Representative Pete Hoekstra appears to be one of these unpopular Republicans.
"With No Child Left Behind we shifted down the road toward federal government education," he said. "We are now on the road to a national curriculum, national accountability, national testing...and then we will also have a process of federally mandated corrections standards for those who don't meet the standards." Hoekstra added, "Every school in the country will begin to look exactly the same. Say goodbye to local control, and say hello to federal government schools." CNSNews.com
We've only been working on that since the 1800s. He will be introducing his proposal, the Academic Partnerships Lead Us to Success Act of 2007, next week. The main difference between this and No Child Left Behind? It will limit federal oversight and allow states to "assume full responsibility for the education needs of its students." If only we could get away from the federal funding, as well.

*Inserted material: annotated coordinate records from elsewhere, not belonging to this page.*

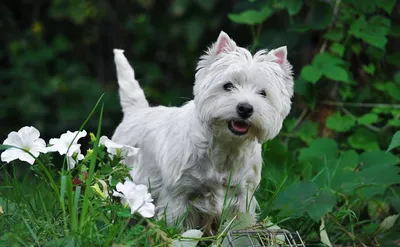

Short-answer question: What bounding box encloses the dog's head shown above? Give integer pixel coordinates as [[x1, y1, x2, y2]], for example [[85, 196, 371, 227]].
[[194, 32, 293, 143]]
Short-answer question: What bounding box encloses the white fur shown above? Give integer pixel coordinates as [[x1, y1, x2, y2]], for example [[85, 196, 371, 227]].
[[112, 32, 293, 232]]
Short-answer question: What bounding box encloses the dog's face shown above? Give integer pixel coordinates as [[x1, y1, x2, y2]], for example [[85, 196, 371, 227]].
[[194, 32, 293, 143]]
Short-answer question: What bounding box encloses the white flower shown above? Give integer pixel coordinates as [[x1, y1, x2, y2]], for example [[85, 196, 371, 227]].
[[100, 136, 139, 163], [48, 130, 87, 169], [1, 126, 47, 165], [67, 144, 85, 169], [113, 180, 155, 218]]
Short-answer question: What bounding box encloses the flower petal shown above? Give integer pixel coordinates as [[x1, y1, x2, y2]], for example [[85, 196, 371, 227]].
[[138, 203, 156, 218], [1, 148, 35, 165], [30, 138, 49, 153], [3, 131, 22, 148], [1, 148, 20, 163], [18, 126, 40, 141]]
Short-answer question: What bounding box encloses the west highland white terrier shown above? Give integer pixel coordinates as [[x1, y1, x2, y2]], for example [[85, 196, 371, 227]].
[[112, 32, 293, 234]]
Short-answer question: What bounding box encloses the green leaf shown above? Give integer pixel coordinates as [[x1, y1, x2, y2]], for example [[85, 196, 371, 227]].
[[330, 43, 344, 57], [393, 71, 400, 84], [222, 212, 254, 230], [349, 16, 390, 49], [324, 28, 343, 42], [322, 65, 349, 82], [389, 23, 400, 38], [313, 53, 349, 82], [306, 189, 336, 221], [358, 113, 378, 124], [330, 150, 359, 191], [283, 0, 303, 16], [228, 6, 273, 25], [350, 0, 380, 14], [347, 129, 379, 150], [313, 52, 346, 68], [117, 208, 132, 218], [310, 1, 333, 30], [360, 150, 399, 168], [273, 181, 318, 217], [388, 119, 400, 127], [375, 82, 400, 100], [326, 111, 356, 132], [171, 229, 203, 247], [300, 65, 322, 84], [386, 130, 400, 152], [376, 0, 397, 14], [319, 217, 332, 247], [362, 63, 375, 75], [355, 166, 400, 186], [379, 214, 399, 231], [299, 138, 338, 165], [296, 121, 318, 143], [386, 52, 400, 66]]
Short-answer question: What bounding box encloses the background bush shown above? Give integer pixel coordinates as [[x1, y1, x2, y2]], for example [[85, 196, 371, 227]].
[[0, 0, 400, 245]]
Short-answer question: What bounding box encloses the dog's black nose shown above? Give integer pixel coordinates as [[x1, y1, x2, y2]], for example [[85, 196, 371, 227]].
[[236, 103, 253, 119]]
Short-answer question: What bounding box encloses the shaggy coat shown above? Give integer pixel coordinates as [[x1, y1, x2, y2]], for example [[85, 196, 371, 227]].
[[112, 32, 293, 233]]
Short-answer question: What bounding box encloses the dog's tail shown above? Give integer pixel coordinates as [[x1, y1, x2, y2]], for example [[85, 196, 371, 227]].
[[114, 49, 149, 110]]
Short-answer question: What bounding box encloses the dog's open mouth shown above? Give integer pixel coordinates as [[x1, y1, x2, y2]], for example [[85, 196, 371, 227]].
[[228, 120, 250, 135]]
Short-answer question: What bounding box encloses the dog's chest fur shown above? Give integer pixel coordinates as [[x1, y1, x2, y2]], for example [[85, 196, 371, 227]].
[[113, 102, 261, 226]]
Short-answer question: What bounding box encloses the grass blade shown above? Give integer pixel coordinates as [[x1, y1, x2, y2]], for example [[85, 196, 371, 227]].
[[79, 103, 104, 229]]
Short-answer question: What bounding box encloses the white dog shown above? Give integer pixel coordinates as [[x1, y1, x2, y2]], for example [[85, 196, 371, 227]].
[[112, 32, 293, 233]]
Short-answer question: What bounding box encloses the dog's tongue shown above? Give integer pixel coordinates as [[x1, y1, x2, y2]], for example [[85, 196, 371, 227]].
[[232, 121, 249, 132]]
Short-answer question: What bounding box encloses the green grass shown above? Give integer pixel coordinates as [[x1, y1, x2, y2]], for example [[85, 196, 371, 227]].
[[0, 99, 400, 246]]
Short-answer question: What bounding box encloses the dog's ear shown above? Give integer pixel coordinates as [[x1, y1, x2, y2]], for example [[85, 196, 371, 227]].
[[210, 31, 236, 56], [269, 46, 287, 66]]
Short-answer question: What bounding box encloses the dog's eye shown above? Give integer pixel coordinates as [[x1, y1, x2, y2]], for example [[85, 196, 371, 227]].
[[224, 82, 235, 91], [258, 90, 267, 97]]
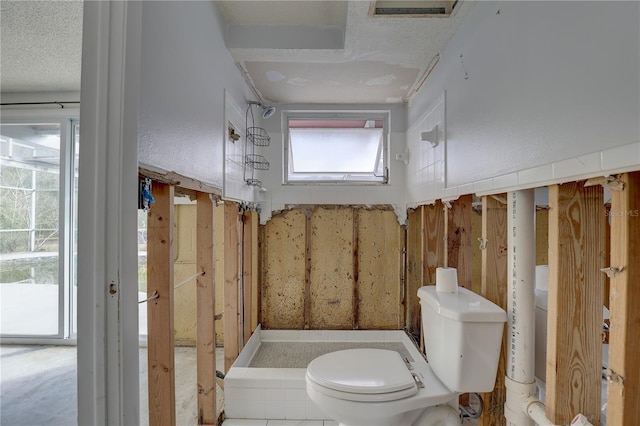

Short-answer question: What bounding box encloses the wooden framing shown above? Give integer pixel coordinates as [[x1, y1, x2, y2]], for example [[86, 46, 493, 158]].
[[147, 183, 176, 426], [196, 192, 218, 425], [478, 194, 508, 426], [607, 172, 640, 425], [546, 182, 605, 426], [405, 206, 426, 338], [240, 211, 255, 346], [445, 194, 473, 289], [223, 201, 242, 371]]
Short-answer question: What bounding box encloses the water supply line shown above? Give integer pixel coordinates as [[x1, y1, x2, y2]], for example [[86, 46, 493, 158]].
[[504, 189, 590, 426]]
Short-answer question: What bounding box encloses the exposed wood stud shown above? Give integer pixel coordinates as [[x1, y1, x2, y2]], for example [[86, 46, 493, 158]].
[[405, 206, 426, 338], [241, 210, 254, 346], [147, 183, 176, 426], [546, 182, 605, 426], [607, 172, 640, 425], [478, 194, 508, 426], [445, 195, 472, 289], [304, 213, 311, 330], [249, 211, 260, 333], [223, 201, 240, 371], [196, 192, 218, 424], [351, 209, 360, 330]]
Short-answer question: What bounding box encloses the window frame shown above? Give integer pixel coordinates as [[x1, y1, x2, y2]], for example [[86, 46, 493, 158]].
[[282, 110, 390, 186]]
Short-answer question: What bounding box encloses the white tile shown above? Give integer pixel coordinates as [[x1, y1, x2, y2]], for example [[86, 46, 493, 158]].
[[305, 398, 327, 426], [282, 368, 307, 388], [285, 401, 307, 420], [242, 401, 266, 419], [264, 400, 286, 422], [602, 142, 640, 171], [518, 164, 553, 185], [553, 152, 601, 179], [264, 388, 285, 402], [284, 389, 307, 405], [493, 173, 518, 189], [442, 186, 458, 200], [222, 419, 267, 426]]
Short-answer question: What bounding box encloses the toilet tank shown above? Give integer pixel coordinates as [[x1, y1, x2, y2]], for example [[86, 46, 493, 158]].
[[418, 286, 507, 393]]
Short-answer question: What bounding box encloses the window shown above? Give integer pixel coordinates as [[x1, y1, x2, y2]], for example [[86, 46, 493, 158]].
[[284, 114, 388, 184]]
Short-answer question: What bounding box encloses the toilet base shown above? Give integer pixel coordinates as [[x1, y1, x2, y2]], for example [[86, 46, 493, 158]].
[[338, 404, 462, 426]]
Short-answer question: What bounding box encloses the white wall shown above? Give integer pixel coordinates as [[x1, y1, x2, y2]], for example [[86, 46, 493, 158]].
[[407, 1, 640, 204], [260, 104, 407, 223], [138, 1, 254, 188]]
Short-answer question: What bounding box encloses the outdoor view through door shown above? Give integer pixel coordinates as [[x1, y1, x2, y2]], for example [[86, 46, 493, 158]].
[[0, 120, 79, 338]]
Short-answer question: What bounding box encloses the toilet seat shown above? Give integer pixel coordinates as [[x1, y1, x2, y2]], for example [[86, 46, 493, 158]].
[[306, 349, 418, 402]]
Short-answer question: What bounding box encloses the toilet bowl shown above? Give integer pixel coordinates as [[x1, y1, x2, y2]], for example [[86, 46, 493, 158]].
[[306, 349, 458, 426], [306, 268, 506, 426]]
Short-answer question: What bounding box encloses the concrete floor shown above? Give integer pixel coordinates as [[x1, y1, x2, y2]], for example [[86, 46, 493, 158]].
[[0, 345, 224, 426]]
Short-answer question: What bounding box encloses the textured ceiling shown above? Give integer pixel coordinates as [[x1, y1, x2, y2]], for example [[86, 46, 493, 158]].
[[219, 0, 472, 103], [0, 0, 473, 103], [0, 0, 82, 92]]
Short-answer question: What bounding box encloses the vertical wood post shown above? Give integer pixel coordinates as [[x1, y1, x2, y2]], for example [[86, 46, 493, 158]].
[[607, 172, 640, 425], [478, 194, 508, 426], [196, 192, 218, 425], [223, 201, 240, 371], [423, 201, 447, 285], [241, 210, 254, 346], [303, 210, 313, 330], [405, 206, 426, 337], [147, 182, 176, 426], [249, 211, 260, 332], [546, 182, 605, 426], [445, 194, 472, 289], [351, 209, 360, 330]]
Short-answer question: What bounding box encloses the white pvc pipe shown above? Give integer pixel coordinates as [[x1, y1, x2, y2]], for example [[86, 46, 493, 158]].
[[505, 189, 536, 426], [507, 189, 536, 383]]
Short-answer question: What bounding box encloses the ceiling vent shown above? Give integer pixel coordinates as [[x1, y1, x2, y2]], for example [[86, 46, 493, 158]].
[[371, 0, 458, 17]]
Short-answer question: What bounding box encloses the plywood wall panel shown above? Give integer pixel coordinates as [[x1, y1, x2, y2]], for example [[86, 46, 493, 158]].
[[424, 201, 447, 285], [261, 209, 306, 329], [357, 209, 404, 329], [309, 207, 354, 329]]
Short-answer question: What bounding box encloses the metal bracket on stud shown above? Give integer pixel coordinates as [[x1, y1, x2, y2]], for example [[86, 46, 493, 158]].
[[584, 176, 624, 191], [603, 368, 624, 386], [600, 266, 624, 278], [478, 237, 489, 250]]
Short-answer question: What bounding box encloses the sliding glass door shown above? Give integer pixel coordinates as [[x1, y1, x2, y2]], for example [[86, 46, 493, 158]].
[[0, 120, 77, 338]]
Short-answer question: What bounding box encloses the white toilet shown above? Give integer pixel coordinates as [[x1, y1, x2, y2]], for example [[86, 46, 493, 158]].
[[306, 280, 507, 426]]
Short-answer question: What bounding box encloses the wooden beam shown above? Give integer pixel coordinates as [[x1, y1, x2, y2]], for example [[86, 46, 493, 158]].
[[223, 201, 240, 371], [351, 209, 360, 330], [249, 211, 260, 333], [607, 172, 640, 425], [304, 210, 313, 330], [405, 206, 426, 338], [546, 182, 605, 426], [241, 210, 254, 346], [196, 192, 218, 425], [445, 194, 473, 289], [423, 201, 447, 285], [478, 194, 508, 426], [147, 182, 176, 426]]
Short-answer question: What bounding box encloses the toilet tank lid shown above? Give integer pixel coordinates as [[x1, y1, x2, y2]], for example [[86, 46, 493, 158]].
[[418, 285, 507, 322]]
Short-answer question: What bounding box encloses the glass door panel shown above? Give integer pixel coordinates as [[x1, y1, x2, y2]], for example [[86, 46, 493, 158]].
[[0, 123, 61, 336]]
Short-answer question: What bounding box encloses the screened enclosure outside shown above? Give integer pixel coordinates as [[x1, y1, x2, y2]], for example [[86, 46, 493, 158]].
[[0, 120, 79, 337]]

Actually, the more I think about it, the less money a school district receives from sources outside its own district, the more dependent it is on families in that district. And the more pressure there is to meet the demands within the district as opposed to whatever educational fad is sweeping through the universities.

But maybe that is wishful thinking.

Even with funding at current levels, the bill is unlikely to pass. As Neal McCloskey, a political analyst with the Center for Educational Freedom at the Cato Institute, points out,
Federal education programs live or die by whether or not they work politically, not academically. [ibid.]
And politics, according to former House Majority Leader Dick Armey (R-TX), "is a curious form of juvenile delinquency."